We’re Wasting More Than Food

Food found in NZ waste bins (Love Food Hate Waste NZ / CC BY-SA)

Contributing Writer Andrej Dovciak, ’21

Advising children to finish the food on a plate might be the extent that most families go to in an attempt to avoid wasting food, and for the most part that is all that’s really necessary for families to do. Although food waste is an enormous problem, especially in light of growing knowledge of anthropogenic climate change, efforts of individuals and families are valuable, but not as important as those that must be undertaken by the food industry itself. A large quantity of food is wasted even before it would be reaching the consumers. In fact, farmers are often forced not to harvest some crops because it would be too expensive to do so, and those entire crops may go to waste. 

In 2010, $161 billion worth of food was wasted in the US alone, reflecting that 24% of all cropland and water used in farming was used in creating waste. If greater effort is made to prevent food waste higher up in the food industry, much of that food that goes to waste can be effectively used. According to environmental researchers Yosuke Munesue, Toshihiko Masui, and Takesato Fushima, a 30% decrease in food waste could save 100 million acres of cropland by 2030. 

Already some projects that aim to decrease food waste are in motion. In Seoul, 95% of food waste is recycled, and in parts of the US, government subsidies for farmers would permit farmers to harvest all of their crops and donate the crops from otherwise unharvested fields to food banks. New York City has the largest composting program in the nation, which helps manage food waste from homes and restaurants, but an additional 5% decrease to commercial food waste in the city would save 120,000 metric tons of carbon dioxide from being released into the atmosphere each year. Such initiatives to limit food waste both before and at the consumer level are great examples of what can be done, yet the focus should be shifted towards the restaurants, supermarkets, and farms, rather than on the consumers. The biggest differences can be made above the level of the average family. 

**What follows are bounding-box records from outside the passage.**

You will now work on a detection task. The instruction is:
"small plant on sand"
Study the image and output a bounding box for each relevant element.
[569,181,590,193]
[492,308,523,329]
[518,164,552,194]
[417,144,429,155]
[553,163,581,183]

Increasing the efficiency of harvesting and transporting foods, and developing markets for fully functional food that is not as aesthetically pleasing will make huge strides towards managing the desperate food waste problem facing the world right now. How can up to a third of the world’s food be wasted while starvation threatens populations all over the world? Avoiding food waste as a consumer is valuable, the more people who personally involve themselves the better, but to be truly effective in solving the food waste crisis, the problem must be handled closer to its source. 


  • Bolos, Laura Andreea, et. al. “Consumer Choice Food Waste: Can Nudging Help?” Choices, vol.34, no. 1, 2019, pp. 1-7. JSTOR. 
  • Boys, Kathryn A, and Bradley J. Richard. “Examining Food Loss and Food Waste in the United States.” Choices, vol. 34, no. 1, 2019, pp. 1-3.  
  • Munesue, Yosuke, Toshihiko Masui, and Takesato Fushima. “The Effects of Reducing Food Losses and Food Waste On Global Food Insecurity, Natural Resources, and Greenhouse Gas Emissions.” Environmental Economics and Policy Studies, vol. 17, no. 1, 2015, pp. 43-77. ProQuest.
  • Nierenberg, Amelia. “One Thing Your City Can Do: Reduce Food Waste.” The New York Times, Dec. 11 2019.
  • “Waste Not, Want Not Initiative Aims To Reduce Food Waste, Food Insecurity.” US Fed News Service. Including US State News, Jul 01, 2017. ProQuest.